I'm going to do 2x54 2 hours of 4x54 8-9hours a day, mgoc injecting co2. gonna start EI dosing. we'll see how this turns out

Sent from my iPhone using Tapatalk


----------



## DeChaoOrdo (Jan 7, 2012)

I use dirt in all my tanks. In low tech tanks, it provides pretty much all the parameters needed. In a high tech tank it provides a safety net. Having a rich substrate won't take the place of dosing the water column and the better dosed the water column is the longer your substrate will remain rich, but having a rich substrate does provide some leeway if you get busy or go on vacation and such.


----------



## ChadRamsey (Dec 30, 2011)

i started the mineralization 3 days ago.

i finished the wet/dry cycle today on my first batch. i have another soaking. and will most likely have another 2 to go


----------



## aquatic tuna (Jan 18, 2012)

that looks great ! ,chadramsey..
any updates ?


----------



## Eugene (Jan 4, 2009)

Hello!

Here are some urgly telephone photoes of my tanks (240 L "community", 100 L "endler+platy+shrimp+catfish", 50 L "formosa+shrimp"). 
Age of all tanks - 4-5 ears without restarting.
http://aqu-a.ru/blogs/moe-hozyaystvo
All - on natural substrates below sand. All substrates are different - one is "composite" (mix of ingridients), one is soil for palms, one - based on pure biohumus (after two-week keeping underwater before placement for fermentation).
Result everywhere almost the same - good and long-term plant growth, no problems with algae and substrate quality.
Light - compact lamps 840 (in 50 L. 840+860), 0.7-0.9 watt per litre, had tried CO2 for about two years, but objectively see no reason in it and not using it any more.

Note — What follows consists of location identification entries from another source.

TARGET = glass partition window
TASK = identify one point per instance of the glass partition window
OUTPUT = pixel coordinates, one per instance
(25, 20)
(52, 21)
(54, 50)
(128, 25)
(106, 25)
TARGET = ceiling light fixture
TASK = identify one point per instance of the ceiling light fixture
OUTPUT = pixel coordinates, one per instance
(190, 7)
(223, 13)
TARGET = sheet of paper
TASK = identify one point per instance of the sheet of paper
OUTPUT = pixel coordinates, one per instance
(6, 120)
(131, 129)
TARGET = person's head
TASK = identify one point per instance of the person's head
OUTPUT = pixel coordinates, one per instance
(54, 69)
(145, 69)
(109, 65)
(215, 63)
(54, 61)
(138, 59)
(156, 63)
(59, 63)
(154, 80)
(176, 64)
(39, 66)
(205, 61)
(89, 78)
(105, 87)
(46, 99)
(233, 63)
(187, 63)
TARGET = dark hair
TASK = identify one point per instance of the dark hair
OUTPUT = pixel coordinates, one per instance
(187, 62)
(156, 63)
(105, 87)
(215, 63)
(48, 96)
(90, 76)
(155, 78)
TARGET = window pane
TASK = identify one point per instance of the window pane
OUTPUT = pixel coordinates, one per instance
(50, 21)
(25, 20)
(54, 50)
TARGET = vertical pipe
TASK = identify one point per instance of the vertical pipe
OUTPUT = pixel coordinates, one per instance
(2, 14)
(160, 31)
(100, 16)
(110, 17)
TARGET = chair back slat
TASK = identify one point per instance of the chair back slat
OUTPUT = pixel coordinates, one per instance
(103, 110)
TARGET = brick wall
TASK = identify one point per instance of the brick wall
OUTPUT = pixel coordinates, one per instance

Also I have some small tanks, one I like wery much:

























and more










based on sand+biohumus.


----------



## thefisherman (Nov 26, 2011)

i have a little 5g dirt tank i kinda rushed. i basically dumped the soil into my tank (with pfs cap) and flooded it lol.

my plants love the mud, especially my rooting plants (star repens). the only negative is because i rushed things, i disturbed the soil layer and i have cloudy water and soil particles settling on the plant leaves.

i figure after a couple months things will clear up lol


Sent from my iPhone


----------



## singolz (Oct 27, 2011)

Eugene said:


> Hello!
> 
> Here are some urgly telephone photoes of my tanks (240 L "community", 100 L "endler+platy+shrimp+catfish", 50 L "formosa+shrimp").
> Age of all tanks - 4-5 ears without restarting.
> ...


some crazy growth in the 2nd picture. really liking it

Sent from my iPhone using Tapatalk


----------